Putting aside a history of antagonism between the Jewish and Roman Catholic faiths, Israel and the Vatican established full diplomatic relations Wednesday and said ambassadors would be exchanged soon.
The accord cleared the way for the Vatican to have a say in peace negotiations on the future of Jerusalem. For the Jewish state, the ties were a reward for peacemaking with the Arabs.
"From today on, our relations with Israel are completely normal," Vatican spokesman Joaquin Navarro said in a low-key announcement by the Holy See.
The announcement capped an 18-month diplomatic effort to bring about a reconciliation between Israel, focus of the world's 13 million Jews, and the Vatican, which has moral authority over 900 million Catholics.
At a news conference in Jerusalem, Deputy Foreign Minister Yossi Beilin portrayed the agreement as a fruit of Israel's peace accord with the Palestine Liberation Organization.
"Many skeptics believed that it would be difficult, maybe impossible, to establish full diplomatic relations with the Vatican without a comprehensive peace agreement in the Middle East," Beilin said.

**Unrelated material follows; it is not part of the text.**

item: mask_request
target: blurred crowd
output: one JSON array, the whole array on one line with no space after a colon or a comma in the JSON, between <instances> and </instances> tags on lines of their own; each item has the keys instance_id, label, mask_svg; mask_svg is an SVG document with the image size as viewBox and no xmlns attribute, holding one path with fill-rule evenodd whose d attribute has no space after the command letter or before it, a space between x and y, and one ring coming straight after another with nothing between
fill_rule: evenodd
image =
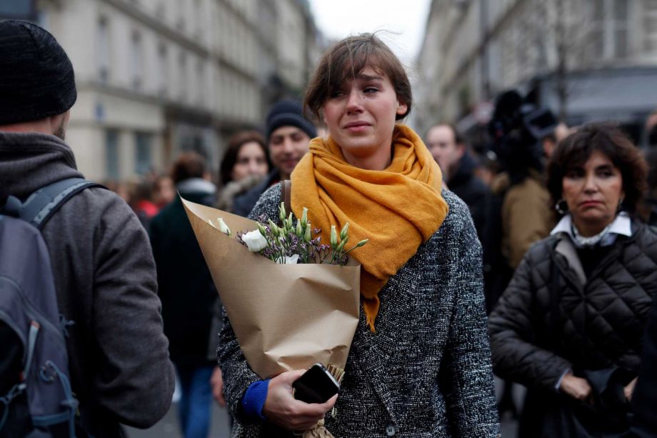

The Vatican was the 41st state to either establish, renew or upgrade relations since Arab-Israeli peace negotiations began in 1991.
Criticism of the accord was muted.
One dissident PLO faction, the Democratic Front, issued a statement in Damascus, Syria, expressing regret. It said Palestinians had expected the Vatican to continue refusing to establish full ties until Israel completely ended its occupation of Arab land.
A Vatican communique said the agreement provided a means to "defend that unique historic, cultural and religious patrimony," or inheritance, in the holy land and "above all" in Jerusalem, where the church has extensive property.